The third group, led by Europe, will see how stagnation fuels social unrest in 2015, complicating policy decisions in each of the countries and within the EU. The combination of anaemic growth with deflationary forces and excessive debt will hinder investment and perhaps help spread the revisionist ideas of the doctrine of sovereign debt, upsetting and creating instability in financial markets. The uncertainty and instability will be reinforced by local episodes of European architecture questioning, adding volatility to markets, as will happen in the Greek case and perhaps in the UK, if some of the proposals made by the major parties for the upcoming elections in May permeate market sentiment.
The final group is comprised by those he calls 'wild cards', in other words, the unpredictable, a group of leading countries due to their interconnections and systemic relationships with the global economy, the most prominent members of which would be Russia and Brazil.
Russia begins 2015 with a deep recession brought by the collapse of the rouble and its revenues from oil exports, capital flight and shortages caused by the contraction of imports. Ukraine is obviously the cornerstone of a bad economic situation aggravated by falling exports and reduced reserves, which will force president Putin to choose between re-enlisting with the West, softening its approach to Ukraine, or else following the path of nationalism as a way to contain popular discontent, thereby aggravating the crisis in the country and deepening European malaise.

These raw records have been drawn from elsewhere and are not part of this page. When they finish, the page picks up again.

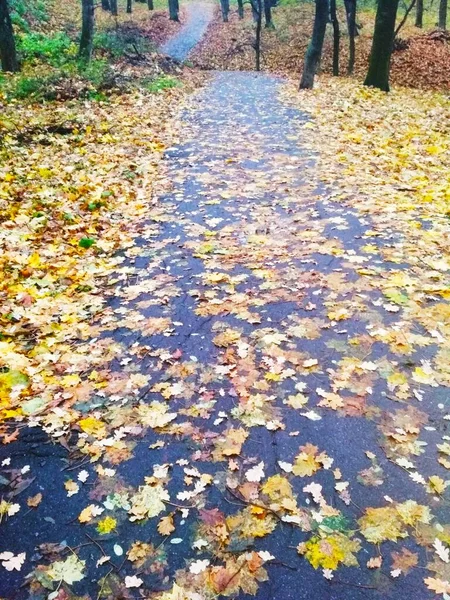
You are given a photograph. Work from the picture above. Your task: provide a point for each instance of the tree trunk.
(314, 52)
(87, 29)
(419, 14)
(350, 10)
(336, 37)
(173, 10)
(443, 5)
(8, 52)
(268, 13)
(382, 45)
(225, 6)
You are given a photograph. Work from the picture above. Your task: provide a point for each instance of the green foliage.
(24, 13)
(164, 82)
(54, 49)
(120, 42)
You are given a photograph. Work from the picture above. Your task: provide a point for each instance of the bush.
(120, 42)
(160, 83)
(55, 49)
(26, 12)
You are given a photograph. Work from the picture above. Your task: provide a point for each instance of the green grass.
(164, 82)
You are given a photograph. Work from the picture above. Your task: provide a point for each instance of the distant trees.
(443, 7)
(350, 10)
(314, 51)
(382, 45)
(87, 29)
(419, 13)
(173, 10)
(225, 7)
(8, 52)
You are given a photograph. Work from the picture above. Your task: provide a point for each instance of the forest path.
(199, 16)
(257, 340)
(259, 376)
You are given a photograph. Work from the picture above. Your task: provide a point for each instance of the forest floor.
(225, 345)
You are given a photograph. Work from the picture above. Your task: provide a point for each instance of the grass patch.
(159, 84)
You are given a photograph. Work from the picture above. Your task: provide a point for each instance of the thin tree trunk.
(87, 29)
(382, 45)
(173, 10)
(419, 14)
(225, 6)
(405, 18)
(314, 51)
(336, 37)
(443, 5)
(8, 52)
(259, 4)
(268, 13)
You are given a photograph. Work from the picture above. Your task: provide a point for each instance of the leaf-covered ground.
(424, 61)
(226, 372)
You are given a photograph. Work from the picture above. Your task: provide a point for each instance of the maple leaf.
(70, 570)
(404, 560)
(148, 502)
(437, 585)
(106, 525)
(34, 501)
(166, 526)
(12, 562)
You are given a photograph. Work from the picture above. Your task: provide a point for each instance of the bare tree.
(443, 6)
(314, 51)
(87, 29)
(350, 9)
(8, 52)
(336, 37)
(382, 45)
(173, 10)
(268, 13)
(225, 7)
(419, 13)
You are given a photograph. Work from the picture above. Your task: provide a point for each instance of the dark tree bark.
(259, 9)
(87, 29)
(314, 51)
(350, 9)
(8, 52)
(173, 10)
(419, 14)
(405, 18)
(225, 7)
(268, 13)
(336, 37)
(382, 45)
(443, 5)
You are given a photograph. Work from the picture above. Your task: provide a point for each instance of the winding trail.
(199, 16)
(244, 308)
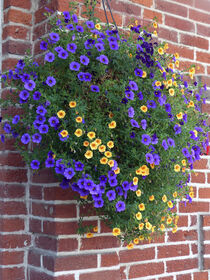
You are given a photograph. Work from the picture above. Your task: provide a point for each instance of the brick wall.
(38, 220)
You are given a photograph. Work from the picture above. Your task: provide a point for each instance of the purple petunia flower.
(69, 173)
(111, 195)
(145, 139)
(51, 81)
(25, 139)
(143, 124)
(131, 112)
(134, 123)
(74, 66)
(36, 138)
(49, 57)
(84, 59)
(30, 85)
(35, 164)
(94, 88)
(120, 206)
(103, 59)
(133, 85)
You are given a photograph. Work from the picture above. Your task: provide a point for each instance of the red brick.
(57, 193)
(15, 32)
(9, 225)
(178, 23)
(11, 258)
(136, 255)
(16, 273)
(99, 242)
(15, 241)
(17, 16)
(56, 228)
(171, 8)
(12, 191)
(179, 265)
(199, 16)
(173, 251)
(16, 175)
(201, 275)
(54, 210)
(75, 262)
(146, 269)
(182, 235)
(109, 259)
(194, 41)
(12, 208)
(17, 3)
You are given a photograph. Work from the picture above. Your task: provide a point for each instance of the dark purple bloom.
(16, 119)
(120, 206)
(134, 123)
(111, 195)
(146, 140)
(94, 88)
(43, 128)
(49, 57)
(74, 66)
(36, 138)
(25, 139)
(103, 59)
(35, 164)
(133, 85)
(51, 81)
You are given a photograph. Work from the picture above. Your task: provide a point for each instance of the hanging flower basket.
(114, 118)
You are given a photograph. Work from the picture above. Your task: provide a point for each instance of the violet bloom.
(143, 124)
(25, 139)
(120, 206)
(35, 164)
(131, 112)
(30, 85)
(74, 66)
(69, 173)
(133, 85)
(111, 195)
(84, 59)
(103, 59)
(134, 123)
(94, 88)
(146, 140)
(49, 57)
(36, 138)
(51, 81)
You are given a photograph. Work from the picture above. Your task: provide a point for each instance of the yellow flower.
(64, 133)
(98, 26)
(61, 114)
(177, 168)
(79, 119)
(138, 193)
(110, 144)
(164, 198)
(141, 226)
(78, 132)
(108, 154)
(116, 231)
(112, 124)
(89, 235)
(143, 108)
(103, 160)
(138, 216)
(141, 207)
(102, 148)
(72, 104)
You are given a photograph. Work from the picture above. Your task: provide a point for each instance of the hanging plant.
(114, 118)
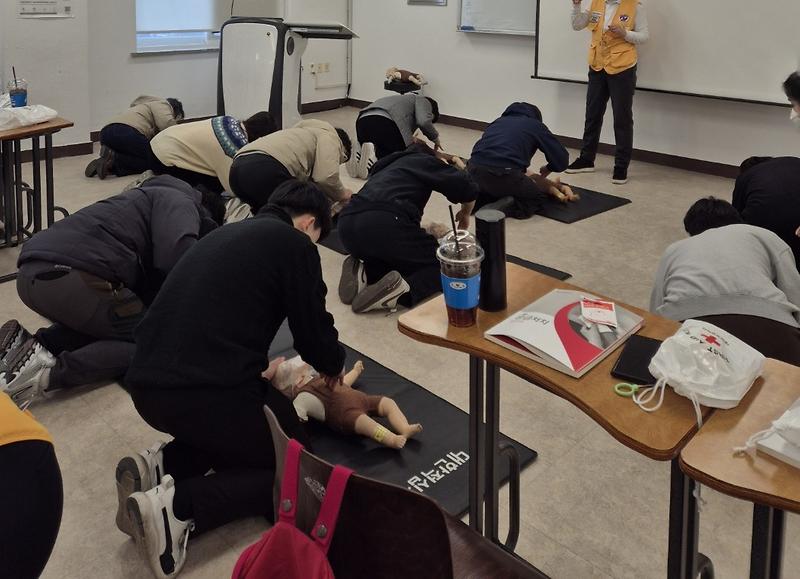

And finally there's Brazil. The dilemma faced by Rousseff is whether to join Mexico in anchoring a more stable continent, thus reformulating its macroeconomic policy and resisting a relapse into statism and intervention, or opt instead for the continuity of the policies which have generated such instability and dependence in the past two years and that have nearly cost her the re-election.
This divergent outlook depicts a scenario of discrepancies in monetary policy and tension in the exchange rates for 2015. While the United States has already retaken the path of monetary orthodoxy interrupting massive purchases of long-term assets and signalling the possibility of hiking interest rates as of the summer, Europe is still deciding what kind of asset purchasing program it should develop and how to continue to expand its central bank’s balance sheet. Several years behind the United States, it shows the asynchrony present in the interest rate cycles and recovery horizons.
The divergence in the main blocks' growth and monetary policies will trigger exchange-rate realignments, as has already happened since the summer between the dollar and other currencies. The change in its currency will likely generate internal political tensions in the United States, as not many economies seem willing to join the dollar on its upward journey.
The map of global differences may lead to tensions in exchange rates and we will possibly witness debates and proposals of measures and countermeasures designed to accommodate exchange rates to national interests.
But overall, right now the risks don't seem to come from international coordination problems, but from the pockets of local imbalances that we have seen. Europe will benefit from all the positive effects flowing from an expanding US economy, in the same way that its destiny is tied to what happens in Russia or to oil prices. But trusting our prosperity to what others do is not the answer if we do not move in our own reform agenda instead, which remains wide and varied, with many headings still pending. Otherwise we would be leaving our future at the mercy of circumstances beyond our control.